Quantum Chemistry
Source: Erwin Schrodinger, Annalen der Physik, 384(4-6), 1926. Linus Pauling, The Nature of the Chemical Bond, Cornell University Press, 1939 (Nobel 1954). Wolfgang Pauli, Zeitschrift fur Physik, 31:765-783, 1925 (exclusion principle; Nobel 1945).
Finding
The Schrodinger equation applied to atoms produces electron orbitals — probability distributions for electrons around nuclei. Four quantum numbers (n, l, m_l, m_s) specify every allowed state. The Pauli exclusion principle forbids two electrons from occupying the same quantum state. This single prohibition determines electron configuration, which determines chemical behavior. The periodic table EMERGES from quantum mechanics: Mendeleev’s rows and columns correspond to filling successive shells and subshells. Chemistry is not a separate science from physics — it is what physics looks like at the atomic scale. Pauling showed how quantum principles determine bond strength, length, and angle.
Pattern Mapping
Alignment — The periodic table’s structure and quantum mechanics are the same reality viewed at different scales. What the atom IS (its electron configuration) determines what it DOES (its chemical behavior). There is no gap between the atom’s structure and its reactivity.
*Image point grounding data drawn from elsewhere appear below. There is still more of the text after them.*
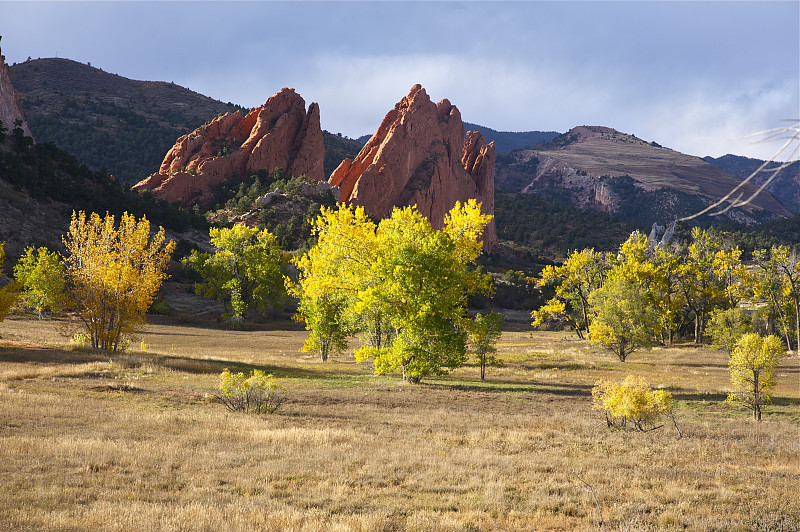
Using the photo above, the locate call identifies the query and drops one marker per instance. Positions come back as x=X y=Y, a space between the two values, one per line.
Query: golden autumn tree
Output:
x=114 y=272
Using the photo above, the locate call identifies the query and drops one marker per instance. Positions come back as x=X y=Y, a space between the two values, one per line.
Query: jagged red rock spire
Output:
x=279 y=134
x=420 y=156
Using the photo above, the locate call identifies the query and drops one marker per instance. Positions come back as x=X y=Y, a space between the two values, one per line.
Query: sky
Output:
x=696 y=77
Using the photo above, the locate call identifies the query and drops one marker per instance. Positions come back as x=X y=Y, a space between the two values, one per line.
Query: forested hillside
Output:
x=40 y=186
x=106 y=120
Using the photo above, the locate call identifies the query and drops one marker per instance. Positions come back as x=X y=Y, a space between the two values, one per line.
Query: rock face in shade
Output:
x=279 y=134
x=10 y=107
x=420 y=156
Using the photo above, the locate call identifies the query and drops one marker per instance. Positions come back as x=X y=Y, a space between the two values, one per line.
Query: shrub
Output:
x=257 y=393
x=631 y=401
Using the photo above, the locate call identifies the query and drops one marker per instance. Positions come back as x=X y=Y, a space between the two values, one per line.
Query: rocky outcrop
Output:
x=420 y=156
x=10 y=107
x=279 y=134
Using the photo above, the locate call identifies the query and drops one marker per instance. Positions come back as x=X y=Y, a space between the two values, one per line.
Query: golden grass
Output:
x=140 y=444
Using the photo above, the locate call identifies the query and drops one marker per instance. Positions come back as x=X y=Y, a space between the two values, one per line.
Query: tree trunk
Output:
x=756 y=401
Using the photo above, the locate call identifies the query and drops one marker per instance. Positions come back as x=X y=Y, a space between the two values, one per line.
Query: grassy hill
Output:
x=785 y=187
x=602 y=169
x=505 y=141
x=106 y=120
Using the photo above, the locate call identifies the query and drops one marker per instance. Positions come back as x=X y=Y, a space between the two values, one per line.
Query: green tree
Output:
x=752 y=365
x=483 y=332
x=41 y=274
x=625 y=317
x=9 y=292
x=114 y=273
x=701 y=288
x=770 y=289
x=246 y=272
x=582 y=273
x=781 y=269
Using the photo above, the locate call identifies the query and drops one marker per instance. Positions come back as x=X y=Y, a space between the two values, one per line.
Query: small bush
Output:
x=81 y=340
x=631 y=401
x=257 y=393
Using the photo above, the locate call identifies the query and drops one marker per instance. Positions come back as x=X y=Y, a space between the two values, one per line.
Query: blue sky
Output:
x=693 y=76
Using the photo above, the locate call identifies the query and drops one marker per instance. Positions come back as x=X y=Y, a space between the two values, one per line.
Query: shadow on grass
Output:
x=49 y=355
x=565 y=390
x=54 y=355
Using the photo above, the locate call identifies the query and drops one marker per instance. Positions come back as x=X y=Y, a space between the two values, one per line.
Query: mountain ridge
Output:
x=600 y=168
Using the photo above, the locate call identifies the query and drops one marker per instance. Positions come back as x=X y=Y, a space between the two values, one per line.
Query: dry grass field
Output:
x=140 y=444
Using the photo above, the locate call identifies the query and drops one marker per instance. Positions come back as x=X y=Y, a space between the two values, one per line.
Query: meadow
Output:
x=137 y=441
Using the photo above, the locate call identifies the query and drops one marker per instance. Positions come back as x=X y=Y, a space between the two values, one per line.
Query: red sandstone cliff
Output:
x=279 y=134
x=420 y=156
x=10 y=108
Non-fabrication — Atomic properties are COMPLETE when quantum numbers are satisfied. Noble gases with full outer shells are structurally complete and therefore inert. Reactive elements have incomplete outer shells — their reactivity IS their incompleteness seeking completion. Unstable isotopes and highly reactive elements are incompleteness in its literal physical form.
Connections
- Noether’s Theorem — quantum numbers and their associated symmetries are a specific case of Noether’s correspondence (→ 00-Index)
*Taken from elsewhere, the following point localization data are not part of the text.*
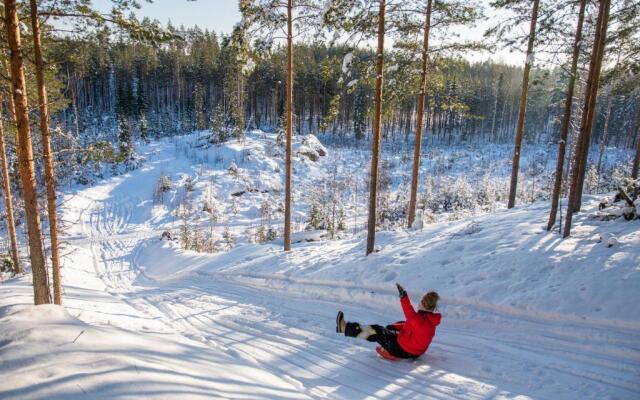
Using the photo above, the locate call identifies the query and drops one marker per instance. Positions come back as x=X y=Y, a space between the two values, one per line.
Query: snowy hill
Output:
x=525 y=314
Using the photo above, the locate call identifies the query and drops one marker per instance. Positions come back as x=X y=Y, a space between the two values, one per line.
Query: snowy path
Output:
x=483 y=353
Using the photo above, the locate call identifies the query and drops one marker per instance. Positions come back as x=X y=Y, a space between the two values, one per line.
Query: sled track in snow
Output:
x=287 y=326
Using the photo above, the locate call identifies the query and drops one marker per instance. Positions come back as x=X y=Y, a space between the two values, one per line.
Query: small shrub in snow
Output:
x=228 y=239
x=189 y=184
x=162 y=186
x=233 y=169
x=6 y=263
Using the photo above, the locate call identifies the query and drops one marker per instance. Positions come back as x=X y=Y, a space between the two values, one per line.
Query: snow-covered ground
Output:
x=525 y=314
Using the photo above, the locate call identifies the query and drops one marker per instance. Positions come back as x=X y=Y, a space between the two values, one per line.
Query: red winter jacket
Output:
x=417 y=332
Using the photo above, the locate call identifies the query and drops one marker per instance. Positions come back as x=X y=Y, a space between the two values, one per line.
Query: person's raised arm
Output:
x=405 y=302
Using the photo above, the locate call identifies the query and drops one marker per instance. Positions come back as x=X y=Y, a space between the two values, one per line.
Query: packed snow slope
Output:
x=526 y=315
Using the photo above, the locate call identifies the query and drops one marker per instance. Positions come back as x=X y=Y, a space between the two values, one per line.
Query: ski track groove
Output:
x=107 y=227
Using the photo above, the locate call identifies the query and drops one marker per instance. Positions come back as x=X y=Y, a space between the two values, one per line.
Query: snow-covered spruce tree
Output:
x=235 y=63
x=144 y=129
x=218 y=130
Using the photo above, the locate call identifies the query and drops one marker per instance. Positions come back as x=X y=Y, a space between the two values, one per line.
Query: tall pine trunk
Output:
x=377 y=133
x=25 y=156
x=420 y=119
x=636 y=160
x=605 y=132
x=566 y=118
x=49 y=174
x=582 y=147
x=523 y=106
x=8 y=204
x=287 y=201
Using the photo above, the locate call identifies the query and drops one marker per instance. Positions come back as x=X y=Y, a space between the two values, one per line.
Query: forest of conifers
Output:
x=177 y=86
x=93 y=84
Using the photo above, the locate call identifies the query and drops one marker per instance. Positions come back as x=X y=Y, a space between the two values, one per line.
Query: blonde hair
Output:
x=429 y=301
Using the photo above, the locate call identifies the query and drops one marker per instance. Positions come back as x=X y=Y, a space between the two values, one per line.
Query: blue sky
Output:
x=222 y=15
x=219 y=15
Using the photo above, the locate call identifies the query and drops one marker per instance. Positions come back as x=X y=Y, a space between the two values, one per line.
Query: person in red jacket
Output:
x=404 y=339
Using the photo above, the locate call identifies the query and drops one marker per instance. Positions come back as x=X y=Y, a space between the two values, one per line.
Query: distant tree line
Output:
x=178 y=87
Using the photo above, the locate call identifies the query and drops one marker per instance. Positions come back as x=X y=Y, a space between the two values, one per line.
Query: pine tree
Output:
x=25 y=155
x=523 y=105
x=8 y=205
x=377 y=133
x=582 y=147
x=48 y=158
x=566 y=118
x=420 y=118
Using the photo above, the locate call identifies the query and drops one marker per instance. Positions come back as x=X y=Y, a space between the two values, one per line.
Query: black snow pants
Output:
x=386 y=338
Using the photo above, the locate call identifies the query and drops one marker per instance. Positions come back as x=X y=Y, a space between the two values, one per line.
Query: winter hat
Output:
x=429 y=301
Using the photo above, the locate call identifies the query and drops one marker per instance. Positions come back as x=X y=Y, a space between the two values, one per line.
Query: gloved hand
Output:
x=401 y=290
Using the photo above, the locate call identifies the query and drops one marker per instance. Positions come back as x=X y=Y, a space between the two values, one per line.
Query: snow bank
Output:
x=504 y=261
x=47 y=353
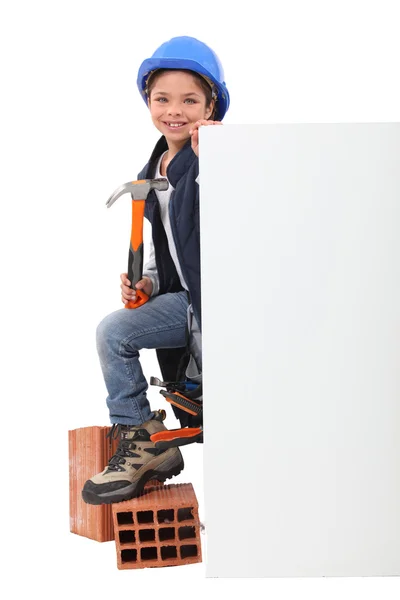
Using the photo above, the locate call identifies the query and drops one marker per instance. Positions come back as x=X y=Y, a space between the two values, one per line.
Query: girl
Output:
x=183 y=86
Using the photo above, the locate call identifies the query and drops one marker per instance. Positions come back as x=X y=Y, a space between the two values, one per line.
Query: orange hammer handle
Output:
x=135 y=258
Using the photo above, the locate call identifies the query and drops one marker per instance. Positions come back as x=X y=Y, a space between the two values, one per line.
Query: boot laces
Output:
x=125 y=446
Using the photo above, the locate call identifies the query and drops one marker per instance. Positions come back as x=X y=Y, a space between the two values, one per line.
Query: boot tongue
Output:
x=129 y=432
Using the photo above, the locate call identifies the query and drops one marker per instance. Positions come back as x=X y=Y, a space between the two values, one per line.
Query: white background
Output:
x=73 y=128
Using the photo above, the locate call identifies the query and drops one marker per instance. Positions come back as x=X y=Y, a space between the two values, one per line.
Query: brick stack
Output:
x=160 y=528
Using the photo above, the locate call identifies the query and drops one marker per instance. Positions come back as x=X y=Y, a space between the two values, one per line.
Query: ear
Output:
x=210 y=109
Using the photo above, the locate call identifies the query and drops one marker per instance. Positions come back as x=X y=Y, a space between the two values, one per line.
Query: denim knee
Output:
x=113 y=331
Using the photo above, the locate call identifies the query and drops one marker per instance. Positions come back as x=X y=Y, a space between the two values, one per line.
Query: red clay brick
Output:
x=158 y=529
x=89 y=452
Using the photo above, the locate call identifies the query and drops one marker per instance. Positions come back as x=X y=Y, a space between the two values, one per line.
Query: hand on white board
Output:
x=194 y=132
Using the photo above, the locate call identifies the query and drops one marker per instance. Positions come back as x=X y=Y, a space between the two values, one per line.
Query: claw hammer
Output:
x=139 y=191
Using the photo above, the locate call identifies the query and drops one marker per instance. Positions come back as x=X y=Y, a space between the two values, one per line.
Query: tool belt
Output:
x=186 y=394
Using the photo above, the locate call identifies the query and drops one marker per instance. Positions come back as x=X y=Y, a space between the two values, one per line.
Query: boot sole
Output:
x=133 y=490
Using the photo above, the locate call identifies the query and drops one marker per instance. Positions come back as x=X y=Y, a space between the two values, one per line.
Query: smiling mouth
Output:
x=174 y=125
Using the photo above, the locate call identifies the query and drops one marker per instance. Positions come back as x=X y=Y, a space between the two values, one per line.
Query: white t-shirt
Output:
x=150 y=268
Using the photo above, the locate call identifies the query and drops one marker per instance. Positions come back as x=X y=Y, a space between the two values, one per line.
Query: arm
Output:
x=150 y=270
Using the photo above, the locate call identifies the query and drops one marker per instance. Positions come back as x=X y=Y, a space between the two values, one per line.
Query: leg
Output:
x=160 y=323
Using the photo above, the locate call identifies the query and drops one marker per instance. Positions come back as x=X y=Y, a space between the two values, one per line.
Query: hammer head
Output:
x=138 y=189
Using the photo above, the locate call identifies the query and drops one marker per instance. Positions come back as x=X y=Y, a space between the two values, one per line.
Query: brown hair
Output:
x=206 y=85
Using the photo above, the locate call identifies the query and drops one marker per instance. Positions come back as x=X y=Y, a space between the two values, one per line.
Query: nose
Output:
x=174 y=108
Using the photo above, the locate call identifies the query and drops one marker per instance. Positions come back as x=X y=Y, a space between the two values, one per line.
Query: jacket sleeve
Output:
x=150 y=270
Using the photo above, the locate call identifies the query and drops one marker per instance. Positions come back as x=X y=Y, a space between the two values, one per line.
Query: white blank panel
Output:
x=300 y=251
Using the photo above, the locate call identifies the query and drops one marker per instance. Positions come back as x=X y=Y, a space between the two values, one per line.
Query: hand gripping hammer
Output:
x=139 y=191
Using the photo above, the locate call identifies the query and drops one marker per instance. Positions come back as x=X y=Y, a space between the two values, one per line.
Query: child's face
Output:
x=177 y=98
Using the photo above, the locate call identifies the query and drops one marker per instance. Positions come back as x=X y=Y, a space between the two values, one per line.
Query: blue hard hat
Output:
x=187 y=53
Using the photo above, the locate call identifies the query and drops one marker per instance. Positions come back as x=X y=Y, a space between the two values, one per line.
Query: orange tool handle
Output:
x=135 y=258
- Periodic Table — the periodic table as emergent from quantum mechanics rather than empirical catalogue (→ 00-Index)
- The Chemical Bond — bonds form to complete quantum shells; bonding is the consequence of this entry’s principles
- Atomic Spectra — spectral lines are transitions between the quantized energy levels described here
- Spectroscopy — the observational bridge: quantum levels produce the spectral lines spectroscopy measures (→ 00-Index)
Status
Quantum chemistry is established physics and chemistry. See Atkins & Friedman, Molecular Quantum Mechanics (5th ed., 2011). The derivation of the periodic table from quantum mechanics is textbook material.
The mapping to the five properties is this project’s structural interpretation.